La denominación del Impresionismo nació como un calificativo más bien despectivo, dicho con la intención de mofarse de las “fallas” de una pintura que cuestionaba a una parte sustantiva del arte decimonónico. Fue acuñado por el crítico francés Louis Leroy, en el artículo titulado “Exposición de los impresionistas”, en el periódico Le Charivari, en 1874.
Los pintores impresionistas no incorporaban los temas referentes a la historia, o la religión, o la mitología. No. Ellos pintaban la cotidianidad que estaba relacionada con el paisaje, privilegiaron los temas cotidianos como el paisaje que circundaba al ciudadano, a la vida burguesa; estos temas facilitaban su propósito de exploración de los colores, de la luz y del movimiento.
Quiero hacer hincapié en que este movimiento surge en medio de un cambio radical de la sociedad durante finales del siglo XVIII y la primera mitad del siglo XIX; es el momento durante el cual ocurren la Revolución Industrial, la Revolución francesa, imperio de Napoleón, restauración de los movimientos sociales y las reformas burguesas. El Racionalismo, como corriente filosófica, imperante en el siglo de las luces, se disipa, al igual que el Romanticismo.
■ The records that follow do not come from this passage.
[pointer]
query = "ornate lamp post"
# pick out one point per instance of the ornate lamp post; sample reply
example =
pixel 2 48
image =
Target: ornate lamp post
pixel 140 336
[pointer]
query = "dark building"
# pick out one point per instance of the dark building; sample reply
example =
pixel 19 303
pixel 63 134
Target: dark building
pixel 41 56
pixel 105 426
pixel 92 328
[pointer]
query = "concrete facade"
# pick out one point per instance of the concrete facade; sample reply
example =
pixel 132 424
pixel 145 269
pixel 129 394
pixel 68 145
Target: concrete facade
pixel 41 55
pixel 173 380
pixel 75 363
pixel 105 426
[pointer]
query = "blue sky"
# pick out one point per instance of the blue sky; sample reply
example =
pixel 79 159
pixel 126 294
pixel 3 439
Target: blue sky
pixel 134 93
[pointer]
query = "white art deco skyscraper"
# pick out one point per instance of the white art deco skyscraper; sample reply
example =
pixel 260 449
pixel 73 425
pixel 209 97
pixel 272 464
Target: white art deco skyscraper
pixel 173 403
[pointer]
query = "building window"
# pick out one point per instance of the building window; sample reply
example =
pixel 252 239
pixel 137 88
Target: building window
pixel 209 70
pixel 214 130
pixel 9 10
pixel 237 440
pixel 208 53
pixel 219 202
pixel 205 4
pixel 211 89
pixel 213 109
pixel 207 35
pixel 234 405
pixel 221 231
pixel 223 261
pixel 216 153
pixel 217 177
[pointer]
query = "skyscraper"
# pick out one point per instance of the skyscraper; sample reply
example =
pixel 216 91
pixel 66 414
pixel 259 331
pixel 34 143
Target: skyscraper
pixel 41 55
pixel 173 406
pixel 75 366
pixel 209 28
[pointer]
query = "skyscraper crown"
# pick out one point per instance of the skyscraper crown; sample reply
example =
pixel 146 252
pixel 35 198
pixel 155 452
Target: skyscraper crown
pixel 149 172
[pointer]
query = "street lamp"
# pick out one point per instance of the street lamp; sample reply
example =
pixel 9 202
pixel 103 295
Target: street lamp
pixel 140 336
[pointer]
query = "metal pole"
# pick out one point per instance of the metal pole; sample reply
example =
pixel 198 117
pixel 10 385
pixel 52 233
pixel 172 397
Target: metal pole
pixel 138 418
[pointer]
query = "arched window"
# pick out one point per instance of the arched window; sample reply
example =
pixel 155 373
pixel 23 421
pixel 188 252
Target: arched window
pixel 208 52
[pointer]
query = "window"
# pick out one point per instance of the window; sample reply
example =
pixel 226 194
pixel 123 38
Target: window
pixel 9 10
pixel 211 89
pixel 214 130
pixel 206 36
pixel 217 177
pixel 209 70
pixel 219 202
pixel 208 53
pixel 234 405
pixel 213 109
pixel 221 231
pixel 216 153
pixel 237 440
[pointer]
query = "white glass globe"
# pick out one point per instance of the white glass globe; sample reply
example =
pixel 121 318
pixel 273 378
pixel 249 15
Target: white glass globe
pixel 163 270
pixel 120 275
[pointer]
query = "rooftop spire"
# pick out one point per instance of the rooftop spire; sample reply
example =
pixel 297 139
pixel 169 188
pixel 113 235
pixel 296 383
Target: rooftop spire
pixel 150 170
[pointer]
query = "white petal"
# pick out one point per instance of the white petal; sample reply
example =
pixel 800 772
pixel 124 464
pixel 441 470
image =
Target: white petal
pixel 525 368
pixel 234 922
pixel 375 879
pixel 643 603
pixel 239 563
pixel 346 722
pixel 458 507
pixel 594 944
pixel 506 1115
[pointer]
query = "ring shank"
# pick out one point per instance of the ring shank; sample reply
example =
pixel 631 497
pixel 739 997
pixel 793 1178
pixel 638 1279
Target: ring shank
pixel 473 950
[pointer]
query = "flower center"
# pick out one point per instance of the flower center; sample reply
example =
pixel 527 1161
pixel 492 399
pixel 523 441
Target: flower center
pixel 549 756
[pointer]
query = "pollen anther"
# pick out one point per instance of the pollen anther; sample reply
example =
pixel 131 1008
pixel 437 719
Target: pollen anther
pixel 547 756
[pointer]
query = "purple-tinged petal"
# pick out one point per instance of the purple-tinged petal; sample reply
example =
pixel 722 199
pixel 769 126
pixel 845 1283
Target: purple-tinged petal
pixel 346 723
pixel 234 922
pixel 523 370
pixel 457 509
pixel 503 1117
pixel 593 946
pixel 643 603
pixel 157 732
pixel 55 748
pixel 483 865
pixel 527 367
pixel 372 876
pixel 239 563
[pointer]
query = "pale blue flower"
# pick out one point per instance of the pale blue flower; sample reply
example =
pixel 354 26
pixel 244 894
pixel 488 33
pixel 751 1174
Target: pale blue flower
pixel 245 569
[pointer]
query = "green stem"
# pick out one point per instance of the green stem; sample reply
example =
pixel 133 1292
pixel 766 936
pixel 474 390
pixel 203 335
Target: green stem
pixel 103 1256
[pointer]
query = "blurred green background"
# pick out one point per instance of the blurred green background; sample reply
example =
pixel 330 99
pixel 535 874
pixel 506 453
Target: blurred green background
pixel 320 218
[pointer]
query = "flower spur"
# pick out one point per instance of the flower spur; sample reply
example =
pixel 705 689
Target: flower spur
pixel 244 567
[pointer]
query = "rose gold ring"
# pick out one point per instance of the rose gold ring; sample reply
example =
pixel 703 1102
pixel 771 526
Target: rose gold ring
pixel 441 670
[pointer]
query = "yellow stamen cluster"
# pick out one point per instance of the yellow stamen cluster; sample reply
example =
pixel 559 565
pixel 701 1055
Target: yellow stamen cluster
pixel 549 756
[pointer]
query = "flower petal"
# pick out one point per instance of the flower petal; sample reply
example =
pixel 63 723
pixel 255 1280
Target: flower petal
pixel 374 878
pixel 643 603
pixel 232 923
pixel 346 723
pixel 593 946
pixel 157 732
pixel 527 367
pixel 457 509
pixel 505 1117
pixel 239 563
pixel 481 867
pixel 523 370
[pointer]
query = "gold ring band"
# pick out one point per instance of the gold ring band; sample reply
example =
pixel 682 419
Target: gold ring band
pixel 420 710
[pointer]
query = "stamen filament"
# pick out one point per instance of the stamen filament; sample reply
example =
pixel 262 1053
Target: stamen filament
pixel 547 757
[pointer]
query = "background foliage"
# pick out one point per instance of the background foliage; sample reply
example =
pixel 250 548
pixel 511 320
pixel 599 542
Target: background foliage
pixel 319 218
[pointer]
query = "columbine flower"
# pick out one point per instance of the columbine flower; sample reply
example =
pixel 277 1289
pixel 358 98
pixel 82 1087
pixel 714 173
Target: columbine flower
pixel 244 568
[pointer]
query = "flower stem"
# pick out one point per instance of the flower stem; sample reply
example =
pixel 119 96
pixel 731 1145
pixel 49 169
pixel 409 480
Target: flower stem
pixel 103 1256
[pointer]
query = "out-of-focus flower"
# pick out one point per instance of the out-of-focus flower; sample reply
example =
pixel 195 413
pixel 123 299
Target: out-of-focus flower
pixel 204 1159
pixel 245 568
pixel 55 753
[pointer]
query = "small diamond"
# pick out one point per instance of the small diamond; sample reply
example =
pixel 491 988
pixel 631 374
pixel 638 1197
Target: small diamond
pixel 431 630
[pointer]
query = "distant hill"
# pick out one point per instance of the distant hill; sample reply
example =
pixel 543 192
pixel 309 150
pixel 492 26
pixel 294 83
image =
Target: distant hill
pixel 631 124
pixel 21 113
Se queda atrás en el baúl de los recuerdos la expresión artística donde el sentimiento, la imaginación y las pasiones son quienes rigen las distintas manifestaciones del arte.
Cuando surge el Impresionismo, segunda mitad del siglo XIX, como he señalado ut supra, ocurre un desarrollo económico en Europa. Se intensifica el comercio y, a medida del progreso que se da en la técnica, también se va consolidando la burguesía. La filosofía que va a imperar es el Positivismo; las ciencias son las reinas; se exige que todo se demuestre y se demanda la transformación del mundo. El arte se modificaba a la par de la sociedad.
Entre los artistas impresionistas más famosos se encuentran (orden cronológico): Camille Pissarro (1830-1903); Édouard Manet (1832-1883; Edgar Degas (1834-1917); Alfred Sisley (1839-1899); Paul Cézanne (1839-1906); Claude Monet (1840-1926); Jean-Frédéric Bazille (1841-1870); Pierre-Auguste Renoir (1841-1919); Berthe Morisot (1841-1895); Mary Cassatt (1844-1926); Gustave Caillebotte (1848-1894).
Hablar de arte, contemplar el arte, ejercer el arte realiza un cambio en nosotros. Le da respiración al Alma, tan necesitada en estos aciagos momentos planetarios y venezolanos de asfixia moral y espiritual. Decía René Huyghe: “El ser aislado o la civilización que no llegan al arte están amenazados por una secreta asfixia espiritual, por una turbación moral”.